How to read this book

Readers may come to this volume with different primary questions:

  • A clinician may ask why two patients with similar lipid panels and lifestyles have dramatically different disease courses.
  • A researcher may ask how inherited disorders such as familial hypercholesterolemia or elevated Lp(a) illuminate the underlying machinery.
  • A policy‑maker may ask how hereditary and acquired risk should shape prevention strategies across the life course.

The answer in each case requires a shift in resolution—and then a return to the whole.

If you read front‑to‑back, you will move from historical experiments and conceptual corrections, through the metabolic and structural substrate of disease, into hereditary patterns, acquired dysregulation, and finally to the clinical and therapeutic consequences. If you enter at specific points—for example, the chapters on Lp(a)‑targeted therapy or on life‑course prevention—you will find signposts back to the deeper levels of the architecture on which those clinical arguments rest.

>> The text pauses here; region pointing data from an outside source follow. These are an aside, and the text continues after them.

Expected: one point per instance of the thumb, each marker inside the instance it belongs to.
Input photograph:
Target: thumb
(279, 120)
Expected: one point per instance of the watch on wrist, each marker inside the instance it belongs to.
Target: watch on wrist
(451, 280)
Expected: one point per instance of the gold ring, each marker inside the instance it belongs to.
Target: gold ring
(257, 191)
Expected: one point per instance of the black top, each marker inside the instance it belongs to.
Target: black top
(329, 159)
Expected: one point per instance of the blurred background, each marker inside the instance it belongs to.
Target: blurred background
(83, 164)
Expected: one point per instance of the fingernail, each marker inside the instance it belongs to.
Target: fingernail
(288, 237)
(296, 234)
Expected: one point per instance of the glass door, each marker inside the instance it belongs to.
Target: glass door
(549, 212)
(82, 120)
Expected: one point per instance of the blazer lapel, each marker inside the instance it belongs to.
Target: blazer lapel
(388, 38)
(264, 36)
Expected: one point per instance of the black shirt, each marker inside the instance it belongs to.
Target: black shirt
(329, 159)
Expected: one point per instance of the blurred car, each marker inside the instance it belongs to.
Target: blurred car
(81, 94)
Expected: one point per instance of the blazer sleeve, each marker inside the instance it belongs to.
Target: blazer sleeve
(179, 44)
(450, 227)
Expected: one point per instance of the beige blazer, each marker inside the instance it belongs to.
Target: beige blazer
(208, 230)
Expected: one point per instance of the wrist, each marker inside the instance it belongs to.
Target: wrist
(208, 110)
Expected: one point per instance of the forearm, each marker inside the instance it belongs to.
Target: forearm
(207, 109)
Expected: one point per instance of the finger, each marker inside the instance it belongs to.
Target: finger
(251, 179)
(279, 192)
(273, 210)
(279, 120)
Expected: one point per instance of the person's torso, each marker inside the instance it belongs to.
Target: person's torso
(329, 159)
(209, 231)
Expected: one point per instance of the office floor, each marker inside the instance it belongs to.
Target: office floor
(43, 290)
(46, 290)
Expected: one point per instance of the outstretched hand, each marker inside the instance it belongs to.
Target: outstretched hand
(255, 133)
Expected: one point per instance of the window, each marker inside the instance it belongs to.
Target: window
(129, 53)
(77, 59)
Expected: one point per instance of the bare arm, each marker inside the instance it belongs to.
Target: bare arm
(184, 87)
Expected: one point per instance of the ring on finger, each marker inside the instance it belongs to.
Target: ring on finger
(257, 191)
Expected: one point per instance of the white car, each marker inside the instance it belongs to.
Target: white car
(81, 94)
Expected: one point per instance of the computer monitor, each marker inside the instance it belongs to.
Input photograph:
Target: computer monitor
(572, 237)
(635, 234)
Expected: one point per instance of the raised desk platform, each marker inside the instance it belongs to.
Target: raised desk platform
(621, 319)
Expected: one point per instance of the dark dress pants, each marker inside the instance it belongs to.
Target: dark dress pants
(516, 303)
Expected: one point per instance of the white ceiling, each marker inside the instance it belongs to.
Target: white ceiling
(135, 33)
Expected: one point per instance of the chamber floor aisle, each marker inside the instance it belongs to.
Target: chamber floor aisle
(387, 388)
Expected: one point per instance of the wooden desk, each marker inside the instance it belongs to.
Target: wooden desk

The only consistent invitation is this: whenever an apparent contradiction arises—between diet and heredity, between LDL‑C and clinical events, between genetic stability and acquired change—ask first whether two different levels of resolution are being mixed. Often, when they are separated, examined, and then re‑connected in the right order, the contradiction dissolves.

This book is an attempt to provide that ordering, which is currently in progress and will be completed in the near future.